She added: “We have put together a report on barriers to students voting, ‘Student Voter Disenfranchisement,’ in collaboration with Rock the Vote and the Brennan Center for Justice at NYU Law School. Students, like migrant workers and the homeless, have living situations that make them vulnerable to disenfranchisement. However, according to federal law, students have the right to vote where they live and under no circumstances should that right be violated.”

BRAD BROWN
Brown is the president of the Miami-Dade NAACP. He said today: “Many citizens in Florida feel that someone is going to try to steal the election. … One problem is secrecy around the purge list. Another problem is with the actual list itself. For the 2004 election, the Secretary of State’s office created a list of 47,000 people who were alleged to be ex-felons. Florida permanently disenfranchises anyone convicted of a felony. Unless the person has applied for and received clemency from the governor’s office, their names are purged from the voter rolls. The law itself is problematic, but the Miami Herald discovered that over 2,000 of the people declared ineligible by the Secretary of State’s office had had their rights restored. Also, there were only about 60 Hispanics on the list of 47,000. … Hispanics in Florida tend to vote Republican. Although the Secretary of State’s office claims that these were just technical errors, a lot of people find that hard to believe. Ultimately, the Secretary of State’s office decided to abandon the project of purging the voter rolls altogether.
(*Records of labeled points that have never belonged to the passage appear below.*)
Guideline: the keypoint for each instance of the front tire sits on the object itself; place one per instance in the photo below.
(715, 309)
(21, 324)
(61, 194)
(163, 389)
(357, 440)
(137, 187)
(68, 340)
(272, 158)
But it leaves a lot of people waiting for the other shoe to drop … wondering what’s going to happen next.”

He added: “The public’s distrust was fueled by the Secretary of State’s refusal to make the list public. They said that the inaccuracies resulted from technical errors, but they made the errors. The only reason the problems were found is that CNN sued to make the list public. Secretary of State Glenda Hood’s office didn’t find these errors, which it had been trying so hard to keep secret.”